Om een goede politieke controle uit te oefenen moet het parlement kunnen beschikken over betrouwbare informatie. Artikel 68 van de Grondwet verplicht ministers en staatssecretarissen daarom desgevraagd informatie te verschaffen aan het parlement zolang dat niet in strijd is met het belang van de staat.
In de loop der tijd is de regel ruimer geworden. Lang stond alleen de verantwoordelijkheid van ministers tegenover koning en parlement centraal. Tegenwoordig geldt de verantwoordelijk de activiteiten van het gehele omvangrijke bestuursapparaat.
Sinds 2000 geldt de ministeriële verantwoordelijkheid ook voor de formulering en uitvoering van overheidsbeleid. Er wordt wel verschil gemaakt tussen zaken waar een minister wel of geen bevoegdheid heeft, maar de Kamer kan de minister net zo goed aanspreken op zaken waar minister geen bevoegdheden heeft. Zo is een minister altijd verantwoordelijk voor publiek geld en publieke taken, ook als er andere organisaties bij betrokken zijn.
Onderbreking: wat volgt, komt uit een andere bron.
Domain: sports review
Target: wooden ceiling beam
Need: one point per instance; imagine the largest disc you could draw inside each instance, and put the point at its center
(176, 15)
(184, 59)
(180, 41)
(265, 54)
Verantwoording afleggen is alleen aan de orde als er sprake is van bevoegdheden. Door het contraseign wordt de minister verantwoordelijk voor besluiten van de Koning. Aangezien de minister de politieke leiding heeft van een departement en instructies kan geven, is er ook hier sprake van verantwoordelijkheid.
In het Nederlandse parlementaire stelsel geldt weliswaar ministeriële verantwoordelijkheid, maar dat neemt niet weg dat er verschillend gedacht kan worden over de zaken waar die verantwoordelijkheid betrekking op heeft. Er is bijvoorbeeld discussie mogelijk over wat nu eigenlijk taken en verantwoordelijkheden van de overheid12 zijn. Ook bestaan er allerlei overheidsonderdelen waarover een minister (of staatssecretaris) niet de volledige zeggenschap over heeft, of waar onduidelijkheid over de verantwoordelijkheids- en bevoegdheidsverdeling kan bestaan.
Volgens de zogenaamde 'enge benadering' kan er zonder bevoegdheid geen verantwoordelijkheid bestaan. Deze benadering werd bevestigd bij de grondwetsherziening van 1983, en in 1993 in het rapport 'Steekhoudend ministerschap' van de commissie-Scheltema. Er bestaat ook een 'ruime benadering', die stelt dat de minister verantwoordelijk is voor alle zaken die binnen zijn portefeuille spelen.
Dat (zittend) bewindspersoon verantwoordelijkheid nam voor 'falend' beleid dat onder zijn/haar verantwoordelijkheid in een vorige functie tot stand kwam, is voorgekomen. In 1988 trad minister van Defensie Van Eekelen13 af, vanwege zijn verantwoordelijkheid als staatssecretaris van Buitenlandse Zaken voor het paspoortbeleid. In 2002 deed minister Korthals14 van Defensie hetzelfde, vanwege zijn rol bij de aanpak van bouwfraude.
Voor minister Kaag15 gold in 2021 dat zij aftrad als minister (van Buitenlandse Zaken) vanwege de moeizaam verlopen evacuaties uit Afghanistan, hoewel dat beleid onder haar voorganger Stef Blok vorm had gekregen.
Het is echter ook andersom voorgekomen. In april 2022 kwam minister De Jonge16, op dat moment minister voor Volkshuisvesting en Ruimtelijke Ordening, naar een debat in de Tweede Kamer met betrekking tot zaken uit zijn vorige ministerschap, van toen hij minister van Volksgezondheid, Welzijn en Sport was. Hij kwam zich toen samen met de op dat moment verantwoordelijke minister Helder17 verantwoorden voor een mondkapjesdeal, die onder zijn verantwoordelijkheid was gesloten destijds, maar inmdiddels onder de portefeuille van Helder viel.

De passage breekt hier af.